Today is day 2 of the Fed’s 2-day meeting. While there is zero chance the Fed will lower rates today, the jump in oil prices, driven by the Middle East conflict, has complicated the Fed’s picture, as inflation remains above the central bank’s 2% target and the labor market slows. Traders now say they do not expect the Fed to cut rates until October or December. For today’s meeting, the expectations are that the Fed will hold rates steady at the 3.5% to 3.75% range.

At 2:00 ET, the Fed releases its official monetary policy statement and the updated Summary of Economic Projections (the “dot plot”), and at 2:30, Chair Jerome Powell will hold a press conference to discuss the interest rate decision and the economic outlook. Powell’s second term as Chair of the Federal Reserve is set to expire on May 15; Kevin Warsh will take over as chair( if confirmed by the Senate) after Powell’s term expires.

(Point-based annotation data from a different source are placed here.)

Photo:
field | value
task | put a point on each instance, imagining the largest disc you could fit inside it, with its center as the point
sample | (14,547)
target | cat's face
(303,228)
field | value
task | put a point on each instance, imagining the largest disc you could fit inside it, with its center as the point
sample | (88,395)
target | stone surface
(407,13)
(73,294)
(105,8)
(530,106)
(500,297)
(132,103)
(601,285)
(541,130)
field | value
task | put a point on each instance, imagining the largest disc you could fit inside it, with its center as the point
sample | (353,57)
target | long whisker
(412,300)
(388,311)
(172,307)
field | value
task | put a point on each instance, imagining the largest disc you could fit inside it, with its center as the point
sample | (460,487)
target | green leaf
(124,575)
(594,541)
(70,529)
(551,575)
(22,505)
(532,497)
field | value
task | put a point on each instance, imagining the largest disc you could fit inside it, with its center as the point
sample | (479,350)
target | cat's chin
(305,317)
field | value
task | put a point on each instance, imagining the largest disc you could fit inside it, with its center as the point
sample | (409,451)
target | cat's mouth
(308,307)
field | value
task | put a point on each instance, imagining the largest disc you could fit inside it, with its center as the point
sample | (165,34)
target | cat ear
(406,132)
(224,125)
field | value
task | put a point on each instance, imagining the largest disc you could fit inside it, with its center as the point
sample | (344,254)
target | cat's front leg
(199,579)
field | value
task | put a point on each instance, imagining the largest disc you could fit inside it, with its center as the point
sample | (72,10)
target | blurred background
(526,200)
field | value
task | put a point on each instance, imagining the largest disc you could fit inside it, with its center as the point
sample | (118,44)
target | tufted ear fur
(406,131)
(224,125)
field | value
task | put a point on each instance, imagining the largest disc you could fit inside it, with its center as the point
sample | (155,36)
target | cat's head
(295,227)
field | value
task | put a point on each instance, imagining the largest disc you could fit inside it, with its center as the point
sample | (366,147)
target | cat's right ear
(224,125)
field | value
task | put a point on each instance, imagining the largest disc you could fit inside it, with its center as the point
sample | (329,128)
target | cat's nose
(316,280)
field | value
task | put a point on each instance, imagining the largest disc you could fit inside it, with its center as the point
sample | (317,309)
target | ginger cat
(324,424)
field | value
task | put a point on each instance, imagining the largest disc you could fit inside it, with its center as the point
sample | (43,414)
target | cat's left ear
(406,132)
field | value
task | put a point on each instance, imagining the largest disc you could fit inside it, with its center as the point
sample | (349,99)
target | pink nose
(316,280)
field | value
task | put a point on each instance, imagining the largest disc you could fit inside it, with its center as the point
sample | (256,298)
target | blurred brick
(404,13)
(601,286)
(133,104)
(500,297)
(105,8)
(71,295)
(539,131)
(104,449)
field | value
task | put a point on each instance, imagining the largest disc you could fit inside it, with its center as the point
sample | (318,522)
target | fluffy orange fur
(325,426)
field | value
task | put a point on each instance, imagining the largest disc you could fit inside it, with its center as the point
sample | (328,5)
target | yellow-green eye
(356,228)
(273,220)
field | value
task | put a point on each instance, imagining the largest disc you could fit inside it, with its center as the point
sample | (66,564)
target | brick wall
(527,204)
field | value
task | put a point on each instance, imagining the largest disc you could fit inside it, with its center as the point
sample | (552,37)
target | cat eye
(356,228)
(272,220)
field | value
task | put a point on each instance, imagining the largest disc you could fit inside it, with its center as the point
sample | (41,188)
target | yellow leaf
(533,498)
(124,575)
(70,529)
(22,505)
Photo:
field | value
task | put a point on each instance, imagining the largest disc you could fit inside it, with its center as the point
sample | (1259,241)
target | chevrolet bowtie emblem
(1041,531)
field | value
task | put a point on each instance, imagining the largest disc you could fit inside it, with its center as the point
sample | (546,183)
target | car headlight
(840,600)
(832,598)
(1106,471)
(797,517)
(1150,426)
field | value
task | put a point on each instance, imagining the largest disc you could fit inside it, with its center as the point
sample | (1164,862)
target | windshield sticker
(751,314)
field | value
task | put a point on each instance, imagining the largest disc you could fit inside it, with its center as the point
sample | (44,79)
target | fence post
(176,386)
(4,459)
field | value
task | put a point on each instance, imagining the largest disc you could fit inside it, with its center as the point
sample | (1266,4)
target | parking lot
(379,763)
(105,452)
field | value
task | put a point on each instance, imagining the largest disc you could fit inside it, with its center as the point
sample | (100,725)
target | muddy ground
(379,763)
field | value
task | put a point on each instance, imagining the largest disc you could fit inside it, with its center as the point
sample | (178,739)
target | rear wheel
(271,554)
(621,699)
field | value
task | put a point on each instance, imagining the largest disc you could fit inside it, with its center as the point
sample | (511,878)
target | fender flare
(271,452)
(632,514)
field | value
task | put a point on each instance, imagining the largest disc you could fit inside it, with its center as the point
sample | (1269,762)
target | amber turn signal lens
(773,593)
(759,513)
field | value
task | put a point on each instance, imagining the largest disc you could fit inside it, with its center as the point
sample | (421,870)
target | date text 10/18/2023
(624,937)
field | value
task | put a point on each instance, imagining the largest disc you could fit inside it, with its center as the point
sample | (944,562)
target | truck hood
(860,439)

Like I have always said… we live in an ever-evolving world that doesn’t stay the same for very long.

Our View

Trump said yesterday that he’s ‘not afraid’ of a Vietnam-style ground combat in Iraq or deploying troops within Iran, further emphasizing the lengths he is willing to go in his Middle East war. While both Trump and Iran have said they are willing to go the distance, Iran’s Foreign Minister recently stated that the country is not seeking a ceasefire but believes the war “must end”, and there is a French proposal for a multi-stage peace plan for Lebanon that would include a non-aggression agreement and the normalization of relations with Israel.

But there remain key obstacles to peace. The United States and Israel have shifted their primary objective toward inducing regime change in Iran, a demand the leadership under Mojtaba Khamenei is expected to reject outright. Simultaneously, the global economy faces a crisis as Iran’s closure of the Strait of Hormuz has paralyzed oil shipping, with the U.S. signaling a commitment to reopening the waterway through military force rather than diplomacy. Compounding these tensions is a massive Hezbollah escalation, where record-breaking daily attacks against Israel have made the prospect of a localized ceasefire increasingly remote.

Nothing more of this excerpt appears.